К началу 80-х годов, когда вновь столь обострилась ядерная угроза, молодежный бунт как цельное политическое явление уже исчерпал себя и растекся по самым разным направлениям. Большинство его участников интегрировалось в буржуазное общество.

Численно очень небольшая, но очень агрессивная часть ушла в террористическое подполье. Часть положила начало новым социальным движениям, и, наконец, небольшое число наиболее последовательных в своей антибуржуазности «шестидесятников» вошло в ряды коммунистических и рабочих партий. Современные антивоенные движения оказались перед необходимостью наведения мостов между различными социальными слоями заново, и основной комплекс идей контркультуры в той ее форме, в которую она отлилась к концу 60-х годов, не мог играть здесь политически мобилизующей роли.

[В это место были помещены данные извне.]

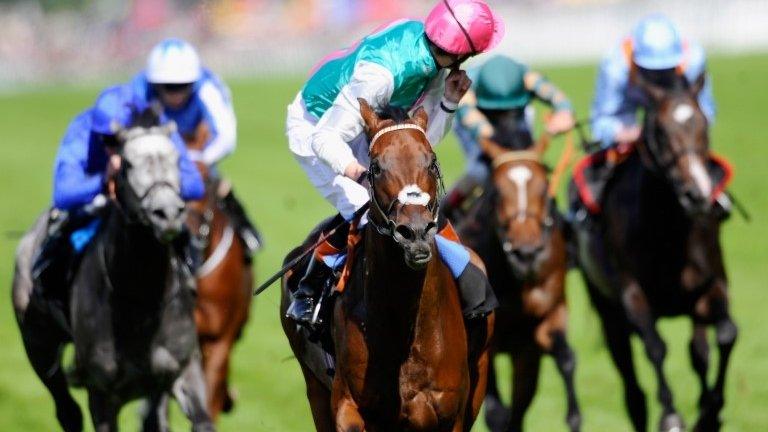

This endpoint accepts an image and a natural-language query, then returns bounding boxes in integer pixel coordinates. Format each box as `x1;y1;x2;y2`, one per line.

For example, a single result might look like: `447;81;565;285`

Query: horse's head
634;74;714;215
359;99;441;269
115;108;186;241
484;140;554;278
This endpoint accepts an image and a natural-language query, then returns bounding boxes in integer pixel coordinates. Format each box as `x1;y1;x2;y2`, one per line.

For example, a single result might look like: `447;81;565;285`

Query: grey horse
13;109;214;431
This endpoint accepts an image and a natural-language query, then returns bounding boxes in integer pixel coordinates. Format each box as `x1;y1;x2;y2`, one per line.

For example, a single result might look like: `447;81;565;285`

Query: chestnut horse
185;124;253;419
448;137;581;431
574;75;737;432
281;100;493;432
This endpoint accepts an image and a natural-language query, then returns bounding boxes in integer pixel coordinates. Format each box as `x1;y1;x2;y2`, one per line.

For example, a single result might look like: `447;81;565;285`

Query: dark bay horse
448;137;581;431
185;124;253;420
13;109;214;431
572;72;737;431
281;100;493;432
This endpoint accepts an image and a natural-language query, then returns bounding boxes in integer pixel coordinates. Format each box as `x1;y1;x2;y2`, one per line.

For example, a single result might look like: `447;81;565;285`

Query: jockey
131;38;262;259
286;0;504;323
443;55;576;218
33;85;204;296
591;14;715;148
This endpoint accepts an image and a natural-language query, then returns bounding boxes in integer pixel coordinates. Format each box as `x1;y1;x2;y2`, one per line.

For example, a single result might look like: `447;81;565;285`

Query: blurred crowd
0;0;768;90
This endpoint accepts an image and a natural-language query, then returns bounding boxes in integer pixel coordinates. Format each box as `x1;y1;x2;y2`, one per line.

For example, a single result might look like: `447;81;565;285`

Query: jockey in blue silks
591;14;715;148
130;38;262;259
33;84;205;292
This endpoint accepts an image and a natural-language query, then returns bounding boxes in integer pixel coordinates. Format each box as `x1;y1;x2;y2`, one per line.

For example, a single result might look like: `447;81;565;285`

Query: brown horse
448;138;581;431
187;126;253;419
572;76;737;431
281;100;493;432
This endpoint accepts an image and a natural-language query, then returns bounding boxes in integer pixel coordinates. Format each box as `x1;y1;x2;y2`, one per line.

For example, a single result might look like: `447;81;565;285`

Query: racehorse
281;99;493;432
571;75;737;431
185;126;253;420
448;136;581;431
13;108;214;431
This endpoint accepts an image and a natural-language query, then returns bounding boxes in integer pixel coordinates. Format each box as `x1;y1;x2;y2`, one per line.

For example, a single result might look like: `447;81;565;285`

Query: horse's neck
363;228;442;341
102;211;171;295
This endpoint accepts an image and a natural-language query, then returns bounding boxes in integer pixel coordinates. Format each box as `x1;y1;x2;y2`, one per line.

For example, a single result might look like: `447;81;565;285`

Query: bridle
365;123;445;243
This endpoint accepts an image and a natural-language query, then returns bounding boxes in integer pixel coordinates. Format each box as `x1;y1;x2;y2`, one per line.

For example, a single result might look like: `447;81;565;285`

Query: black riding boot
285;215;349;324
221;189;263;260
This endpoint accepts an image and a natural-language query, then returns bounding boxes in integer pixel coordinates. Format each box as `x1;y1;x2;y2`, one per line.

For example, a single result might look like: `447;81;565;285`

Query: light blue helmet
146;38;203;84
91;85;133;135
632;14;683;70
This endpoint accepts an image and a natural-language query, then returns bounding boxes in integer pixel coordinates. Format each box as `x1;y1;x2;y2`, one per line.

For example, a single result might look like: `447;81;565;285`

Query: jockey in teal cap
286;0;504;323
443;55;575;218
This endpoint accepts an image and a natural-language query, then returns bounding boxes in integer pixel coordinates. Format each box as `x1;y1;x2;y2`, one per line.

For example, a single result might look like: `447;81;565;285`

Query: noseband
366;123;445;242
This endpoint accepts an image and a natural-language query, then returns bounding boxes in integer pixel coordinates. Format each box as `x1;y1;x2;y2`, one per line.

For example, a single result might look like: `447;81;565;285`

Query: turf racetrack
0;52;768;431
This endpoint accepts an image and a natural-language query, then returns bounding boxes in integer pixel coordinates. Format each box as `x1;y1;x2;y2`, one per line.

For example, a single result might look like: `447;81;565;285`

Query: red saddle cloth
573;144;733;214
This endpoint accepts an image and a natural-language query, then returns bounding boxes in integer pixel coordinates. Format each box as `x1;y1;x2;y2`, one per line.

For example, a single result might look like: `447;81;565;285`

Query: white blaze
689;157;712;198
672;104;693;124
507;166;533;220
397;185;430;206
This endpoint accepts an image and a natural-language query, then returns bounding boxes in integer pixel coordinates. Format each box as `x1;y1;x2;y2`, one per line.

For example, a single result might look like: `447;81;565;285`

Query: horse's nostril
395;225;416;241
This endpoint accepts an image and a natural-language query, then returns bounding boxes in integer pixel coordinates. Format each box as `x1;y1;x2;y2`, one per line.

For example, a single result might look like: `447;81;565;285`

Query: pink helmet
424;0;504;55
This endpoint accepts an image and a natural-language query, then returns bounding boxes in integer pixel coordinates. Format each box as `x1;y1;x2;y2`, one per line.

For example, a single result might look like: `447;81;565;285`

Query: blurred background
0;0;768;432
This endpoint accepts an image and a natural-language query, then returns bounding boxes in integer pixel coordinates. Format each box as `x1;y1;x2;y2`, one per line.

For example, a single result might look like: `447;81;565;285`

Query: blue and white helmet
632;14;683;70
146;38;203;84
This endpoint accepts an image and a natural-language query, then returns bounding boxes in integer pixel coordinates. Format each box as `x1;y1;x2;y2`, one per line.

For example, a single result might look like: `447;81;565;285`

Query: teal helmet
475;55;531;110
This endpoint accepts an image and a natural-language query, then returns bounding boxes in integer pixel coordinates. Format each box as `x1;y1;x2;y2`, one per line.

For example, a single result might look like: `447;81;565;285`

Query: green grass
0;52;768;431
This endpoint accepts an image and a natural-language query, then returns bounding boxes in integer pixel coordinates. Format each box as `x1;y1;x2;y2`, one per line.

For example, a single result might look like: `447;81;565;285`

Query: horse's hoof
659;413;685;432
485;397;510;432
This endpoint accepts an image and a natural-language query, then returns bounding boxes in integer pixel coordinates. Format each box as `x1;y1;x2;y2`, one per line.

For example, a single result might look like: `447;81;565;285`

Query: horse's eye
368;160;381;177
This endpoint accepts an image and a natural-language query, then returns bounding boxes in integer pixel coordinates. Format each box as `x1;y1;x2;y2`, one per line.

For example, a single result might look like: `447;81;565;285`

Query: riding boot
221;188;263;261
285;219;349;324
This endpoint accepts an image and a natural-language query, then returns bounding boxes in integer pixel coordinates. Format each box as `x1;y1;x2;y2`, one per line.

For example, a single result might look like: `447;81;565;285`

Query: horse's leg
22;328;83;432
537;303;581;431
622;281;684;431
485;350;509;432
688;321;709;409
88;388;120;432
200;335;233;420
507;343;541;432
464;314;498;430
141;392;170;432
587;294;648;432
694;279;738;431
173;355;216;432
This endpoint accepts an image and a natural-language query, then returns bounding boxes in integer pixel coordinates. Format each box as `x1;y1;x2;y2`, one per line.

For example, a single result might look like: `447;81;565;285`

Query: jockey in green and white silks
286;0;504;322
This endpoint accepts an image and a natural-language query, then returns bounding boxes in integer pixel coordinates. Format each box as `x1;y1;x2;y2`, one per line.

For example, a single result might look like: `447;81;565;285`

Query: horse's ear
630;70;667;103
357;98;381;134
411;106;429;130
691;72;707;96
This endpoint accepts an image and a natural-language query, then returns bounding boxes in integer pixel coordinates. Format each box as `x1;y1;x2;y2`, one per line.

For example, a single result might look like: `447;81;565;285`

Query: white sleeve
414;70;459;147
312;62;395;175
199;81;237;165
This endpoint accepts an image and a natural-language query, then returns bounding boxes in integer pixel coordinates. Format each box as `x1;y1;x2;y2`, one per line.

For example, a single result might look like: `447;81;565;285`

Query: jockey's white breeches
285;93;369;219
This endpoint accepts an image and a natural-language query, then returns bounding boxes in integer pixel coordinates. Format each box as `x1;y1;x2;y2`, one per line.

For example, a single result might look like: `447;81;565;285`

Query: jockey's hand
444;69;472;103
344;161;366;181
105;154;122;199
545;110;576;135
614;125;642;144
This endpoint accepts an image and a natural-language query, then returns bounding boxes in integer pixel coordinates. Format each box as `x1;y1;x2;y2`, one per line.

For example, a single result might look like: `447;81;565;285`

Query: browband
368;123;427;148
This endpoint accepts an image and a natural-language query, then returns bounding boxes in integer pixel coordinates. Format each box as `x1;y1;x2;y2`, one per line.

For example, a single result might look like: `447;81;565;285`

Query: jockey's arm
171;132;205;201
523;70;573;113
312;62;394;175
421;70;458;147
191;80;237;166
591;51;639;148
53;113;104;210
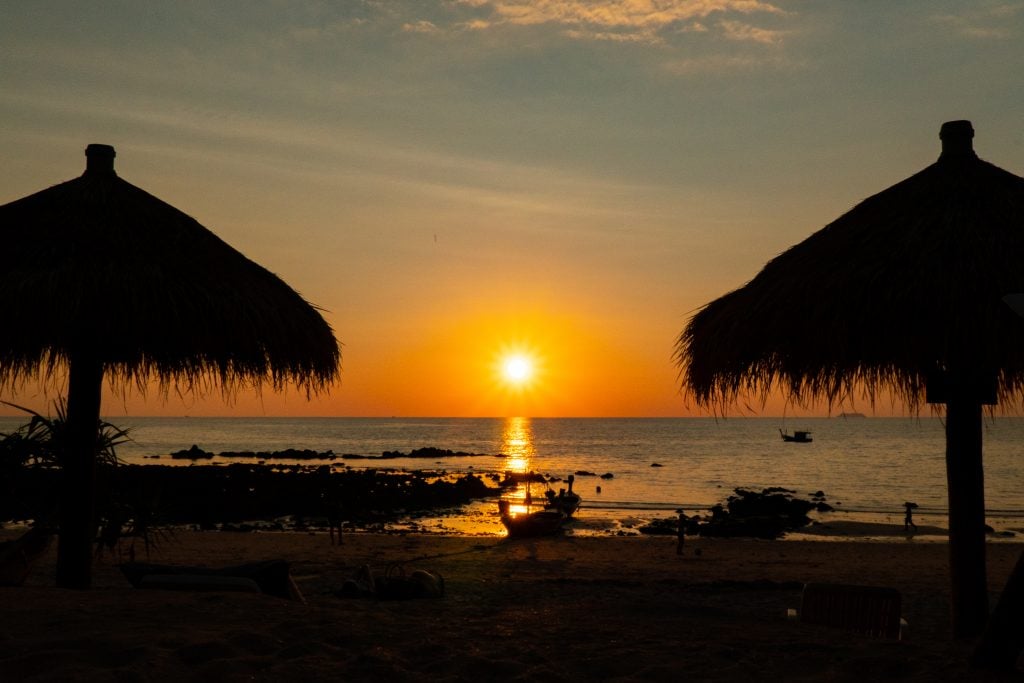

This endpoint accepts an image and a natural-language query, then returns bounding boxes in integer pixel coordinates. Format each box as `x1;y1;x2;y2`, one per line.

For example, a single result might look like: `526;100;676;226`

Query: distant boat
498;501;568;539
778;429;814;443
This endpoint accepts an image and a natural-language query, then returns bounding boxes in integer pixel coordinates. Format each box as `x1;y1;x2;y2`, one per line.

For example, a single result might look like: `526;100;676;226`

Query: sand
0;530;1024;682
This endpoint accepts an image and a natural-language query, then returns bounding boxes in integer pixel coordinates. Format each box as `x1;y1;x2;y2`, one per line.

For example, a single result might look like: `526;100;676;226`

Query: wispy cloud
719;20;782;45
453;0;783;43
931;2;1024;40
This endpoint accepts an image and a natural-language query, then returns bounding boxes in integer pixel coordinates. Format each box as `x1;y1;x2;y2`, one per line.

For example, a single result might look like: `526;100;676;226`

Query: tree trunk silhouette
946;397;988;638
56;353;103;589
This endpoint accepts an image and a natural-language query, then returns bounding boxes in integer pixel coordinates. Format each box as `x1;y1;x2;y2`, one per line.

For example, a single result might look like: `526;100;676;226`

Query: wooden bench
790;584;906;640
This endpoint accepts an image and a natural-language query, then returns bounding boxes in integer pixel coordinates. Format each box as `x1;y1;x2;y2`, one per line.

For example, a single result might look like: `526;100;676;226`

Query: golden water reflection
502;418;537;473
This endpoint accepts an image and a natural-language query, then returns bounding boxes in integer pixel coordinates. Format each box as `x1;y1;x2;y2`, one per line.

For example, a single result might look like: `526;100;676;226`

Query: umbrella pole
946;395;988;638
56;354;103;589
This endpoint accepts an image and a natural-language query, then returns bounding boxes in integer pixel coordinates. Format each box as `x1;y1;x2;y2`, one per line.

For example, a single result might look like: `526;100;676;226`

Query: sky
0;0;1024;417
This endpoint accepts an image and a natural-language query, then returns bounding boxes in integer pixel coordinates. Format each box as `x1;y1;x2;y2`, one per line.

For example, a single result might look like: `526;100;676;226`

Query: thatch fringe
674;146;1024;411
0;152;341;394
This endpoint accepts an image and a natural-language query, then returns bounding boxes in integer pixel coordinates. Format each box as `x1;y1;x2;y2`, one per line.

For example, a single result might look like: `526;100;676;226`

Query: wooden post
946;395;988;638
56;354;103;589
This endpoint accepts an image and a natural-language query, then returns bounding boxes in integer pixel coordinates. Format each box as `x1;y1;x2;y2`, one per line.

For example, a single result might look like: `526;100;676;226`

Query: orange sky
0;0;1024;417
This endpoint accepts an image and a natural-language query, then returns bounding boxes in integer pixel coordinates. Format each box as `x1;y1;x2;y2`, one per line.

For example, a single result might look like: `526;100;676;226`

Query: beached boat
498;501;568;539
544;474;583;517
778;429;814;443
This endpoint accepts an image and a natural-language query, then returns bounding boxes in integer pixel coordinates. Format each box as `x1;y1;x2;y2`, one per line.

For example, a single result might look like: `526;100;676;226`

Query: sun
502;353;534;386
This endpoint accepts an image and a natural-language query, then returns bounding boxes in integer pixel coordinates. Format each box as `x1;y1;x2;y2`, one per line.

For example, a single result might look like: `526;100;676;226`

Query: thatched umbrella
676;121;1024;636
0;144;340;588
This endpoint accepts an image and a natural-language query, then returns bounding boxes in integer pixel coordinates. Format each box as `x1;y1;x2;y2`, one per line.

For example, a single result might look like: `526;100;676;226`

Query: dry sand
0;530;1022;682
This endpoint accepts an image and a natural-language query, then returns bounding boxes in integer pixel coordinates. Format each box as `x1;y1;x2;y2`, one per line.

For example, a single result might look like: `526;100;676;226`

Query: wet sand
0;530;1024;681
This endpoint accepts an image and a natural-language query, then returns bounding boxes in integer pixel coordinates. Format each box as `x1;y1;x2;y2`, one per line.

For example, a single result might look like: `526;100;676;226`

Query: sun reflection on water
502;418;537;473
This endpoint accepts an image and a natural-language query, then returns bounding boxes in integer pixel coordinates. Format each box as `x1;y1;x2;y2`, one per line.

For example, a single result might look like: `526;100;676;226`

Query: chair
788;583;907;640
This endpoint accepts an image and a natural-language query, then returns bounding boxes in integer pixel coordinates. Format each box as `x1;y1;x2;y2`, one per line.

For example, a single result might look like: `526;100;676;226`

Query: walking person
903;503;918;532
676;510;686;555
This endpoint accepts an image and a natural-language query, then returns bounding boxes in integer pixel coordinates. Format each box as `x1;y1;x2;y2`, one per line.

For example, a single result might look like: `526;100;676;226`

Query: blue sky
0;0;1024;415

В истории бунта и созданной им контркультуры устойчиво прослеживается соперничество разнонаправленных тенденций — к последовательной борьбе против самых основ буржуазного общества и к мистическому бегству в «иное», к развитию разносторонних гражданских инициатив и к инфантильному культу собственных желаний, напоминающему о том герое Достоевского, который провозглашал: «Свету ли провалиться или вот мне чаю не пить? Я скажу, что свету провалиться, а чтоб мне всегда чай пить».